PJ starrte ehrfürchtig in die Ferne. »Wow …«
Die Mauer schien ein Schutzwall gegen das zu sein, was immer sich auf der anderen Seite der gigantischen Höhle verbarg. Das Problem war jedoch, dass auf dieser Seite der Mauer Heerscharen dunkler Gestalten herumschwirrten. PJ kniff die Augen zusammen. Die Gestalten waren klein und stämmig und flitzten herum wie bucklige Affen. Schnell wurde ihm klar, dass sie Artgenossen des eigenartigen Wesens in der Gefängniszelle waren und dass sie die Kontrolle über die Mauer besaßen.
»Der Junge muss zu ihnen hinabgestiegen sein«, sagte Whitey.
»Nie im Leben!«, rief PJ. Seine Stimme schallte in die Höhle hinaus. Leben-Leben-Leben …
Whitey schlug PJ gegen den Hinterkopf. »Sei still!«, herrschte er ihn an.
»Das haben sie bestimmt gehört«, sagte Bree und starrte nervös zur Mauer hinunter.
»Beeilt euch!«, flüsterte der Albino. »Hier entlang.« Er rannte aus der verborgenen Tunnelöffnung auf den Hang und preschte etwa zwanzig Schritte bergab, bevor er hinter einem Felsblock verschwand.
Bree blickte zu PJ. »Komm mit!« Als er zögerte, packte sie ihn am Arm und zog ihn aus der Tunnelöffnung zu einem steilen schlammigen Pfad, der am Hang zur Mauer hinabführte.
»Hey, warum gehen wir denn in die Gnom-Höhle hinein?«, fragte PJ.
Plötzlich schubste Bree ihn von hinten, und er schoss auf dem glitschigen gewundenen Pfad hinunter wie ein lebendiger Achterbahnwagen. Während er auf die Mauer und die Gnome zuraste, versuchte er irgendetwas zu fassen zu bekommen, um anzuhalten. Er schaffte es nicht. Der Pfad war zu rutschig, und er selbst bewegte sich viel zu schnell.

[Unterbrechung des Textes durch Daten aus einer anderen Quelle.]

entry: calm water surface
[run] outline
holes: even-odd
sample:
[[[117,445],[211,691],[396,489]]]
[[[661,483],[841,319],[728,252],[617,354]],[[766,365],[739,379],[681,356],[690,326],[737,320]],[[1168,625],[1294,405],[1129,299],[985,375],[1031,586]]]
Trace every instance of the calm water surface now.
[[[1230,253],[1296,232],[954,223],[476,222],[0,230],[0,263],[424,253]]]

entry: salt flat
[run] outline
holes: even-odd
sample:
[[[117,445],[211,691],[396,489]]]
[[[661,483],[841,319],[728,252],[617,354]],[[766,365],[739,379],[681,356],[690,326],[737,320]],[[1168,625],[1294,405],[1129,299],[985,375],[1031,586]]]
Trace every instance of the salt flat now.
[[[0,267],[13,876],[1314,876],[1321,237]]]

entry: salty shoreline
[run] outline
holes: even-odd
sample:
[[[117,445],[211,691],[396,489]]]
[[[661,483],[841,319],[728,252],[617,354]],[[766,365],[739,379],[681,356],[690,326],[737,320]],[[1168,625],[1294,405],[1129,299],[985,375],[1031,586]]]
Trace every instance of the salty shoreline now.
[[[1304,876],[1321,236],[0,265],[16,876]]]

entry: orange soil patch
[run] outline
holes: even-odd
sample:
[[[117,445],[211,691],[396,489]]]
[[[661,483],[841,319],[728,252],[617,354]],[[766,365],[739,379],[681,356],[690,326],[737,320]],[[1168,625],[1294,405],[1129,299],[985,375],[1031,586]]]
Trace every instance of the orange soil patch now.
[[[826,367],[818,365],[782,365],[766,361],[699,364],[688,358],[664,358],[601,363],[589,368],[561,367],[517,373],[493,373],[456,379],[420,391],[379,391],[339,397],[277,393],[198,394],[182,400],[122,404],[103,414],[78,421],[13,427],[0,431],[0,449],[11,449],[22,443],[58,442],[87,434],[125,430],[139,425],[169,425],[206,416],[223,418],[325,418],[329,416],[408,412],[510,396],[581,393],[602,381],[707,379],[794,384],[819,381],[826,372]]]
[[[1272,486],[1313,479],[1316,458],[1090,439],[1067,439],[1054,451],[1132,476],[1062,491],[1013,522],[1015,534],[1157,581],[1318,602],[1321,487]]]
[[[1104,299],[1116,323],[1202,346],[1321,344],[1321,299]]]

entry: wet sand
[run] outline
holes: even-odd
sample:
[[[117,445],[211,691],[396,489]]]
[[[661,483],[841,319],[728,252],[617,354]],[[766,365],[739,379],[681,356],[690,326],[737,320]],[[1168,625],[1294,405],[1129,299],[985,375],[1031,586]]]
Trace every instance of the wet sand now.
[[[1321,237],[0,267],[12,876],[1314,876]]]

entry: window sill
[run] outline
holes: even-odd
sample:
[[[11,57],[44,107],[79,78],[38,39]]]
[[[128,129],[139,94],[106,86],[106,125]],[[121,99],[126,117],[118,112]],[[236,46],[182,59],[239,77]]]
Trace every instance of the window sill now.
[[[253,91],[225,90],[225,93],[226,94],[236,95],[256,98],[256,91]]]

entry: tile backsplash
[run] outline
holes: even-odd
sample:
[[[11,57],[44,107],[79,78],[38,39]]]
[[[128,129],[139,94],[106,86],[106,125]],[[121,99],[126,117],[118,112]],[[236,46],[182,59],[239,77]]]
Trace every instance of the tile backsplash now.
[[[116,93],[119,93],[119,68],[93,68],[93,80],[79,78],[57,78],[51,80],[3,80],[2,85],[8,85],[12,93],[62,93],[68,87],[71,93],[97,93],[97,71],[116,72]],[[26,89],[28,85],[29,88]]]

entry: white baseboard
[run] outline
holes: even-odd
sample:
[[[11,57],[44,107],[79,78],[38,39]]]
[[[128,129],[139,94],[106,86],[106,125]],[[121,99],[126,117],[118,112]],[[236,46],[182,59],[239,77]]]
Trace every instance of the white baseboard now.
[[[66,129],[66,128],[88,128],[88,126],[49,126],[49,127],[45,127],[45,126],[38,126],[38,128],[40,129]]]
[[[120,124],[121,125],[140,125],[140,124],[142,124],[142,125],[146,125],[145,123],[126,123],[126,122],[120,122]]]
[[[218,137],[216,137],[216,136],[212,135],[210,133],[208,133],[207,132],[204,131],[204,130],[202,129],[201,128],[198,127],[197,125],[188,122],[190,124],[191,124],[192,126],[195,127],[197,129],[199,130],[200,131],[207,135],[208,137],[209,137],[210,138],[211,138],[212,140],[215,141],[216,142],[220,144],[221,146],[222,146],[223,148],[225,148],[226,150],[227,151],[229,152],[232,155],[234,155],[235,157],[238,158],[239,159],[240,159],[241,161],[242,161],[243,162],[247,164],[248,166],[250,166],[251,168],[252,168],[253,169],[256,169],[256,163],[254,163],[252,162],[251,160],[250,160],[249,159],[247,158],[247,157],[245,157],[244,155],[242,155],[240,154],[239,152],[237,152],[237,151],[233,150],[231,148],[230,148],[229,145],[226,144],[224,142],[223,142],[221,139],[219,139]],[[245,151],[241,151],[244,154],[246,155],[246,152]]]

Am Fuße des Hangs, aber immer noch ein gutes Stück von der Mauer entfernt, spie ihn die matschige Rutschbahn aus. PJ landete auf festem Untergrund und hielt, auf dem Rücken liegend, an. Verdattert setzte er sich auf und schaute sich um, als plötzlich –
Rumms!
Bree prallte gegen ihn und stieß ihn um, so dass sie aufeinander am Boden lagen. Bevor er Luft holen konnte, sprang sie auf und zog ihn hinter einen Felsblock. Ganz in der Nähe erschien eine Patrouille aus fünf Gnomen, die den Hang in Richtung des verborgenen Tunneleingangs hinaufstiegen. Offenbar hielten sie nach dem Urheber des Ausrufs Ausschau. Auf halbem Weg blieben die kleinen Kerle stehen und schnüffelten an der verschlammten Rutsche, dann änderten sie die Richtung und begannen, zu PJ und den beiden Fremden hinunterzuklettern, die Nasen am Boden wie Bluthunde.
»Gut«, sagte Bree.
»Gut?«, japste PJ, den Blick auf die herantrottenden Gnome gerichtet.
»Wir haben sie vom Tunnel fortgelockt«, erklärte Bree.
Whitey stürmte zu ihnen hinter den Felsen. »Als Nächstes müssen wir zur Mauer rennen und versuchen durchzubrechen«, sagte er.
»Wie bitte?«, stieß PJ ungläubig hervor. »Oben im Tunnel waren wir in Sicherheit. Selbst wenn sie uns gesehen hätten, hätten wir wenigstens wegrennen können, statt mitten in eine Horde mutierter Affen zu stürmen.«
»Gnome«, korrigierte ihn Bree.
»Sie wären unserem Geruch gefolgt und hätten das Tunnelportal zur Oberwelt entdeckt«, sagte Whitey.
»Deshalb sind wir ja zu euch hochgestiegen. Wir mussten den Gnom verfolgen, der zufällig auf den Tunnel gestoßen war«, erklärte Bree, »den Gnom, den ihr gefangen habt. Versteh doch, es ist unsere Lebensaufgabe zu verhindern, dass die Gnome die Erdoberfläche entdecken.«
»Aber es ist nicht meine Lebensaufgabe«, protestierte PJ.
»Verrate ihm nichts mehr«, sagte Whitey. »Ich möchte, dass er so wenig wie möglich weiß, falls er gefangen genommen und gefoltert wird.«
»Gefoltert?«
»Komm. Zur Mauer«, sagte Bree. »Das ist unsere einzige Chance.« Sie und Whitey traten hinter dem Felsen hervor und rannten los.
PJ schüttelte den Kopf und sprang auf. Ihm blieb nichts anderes übrig, als den beiden zu folgen.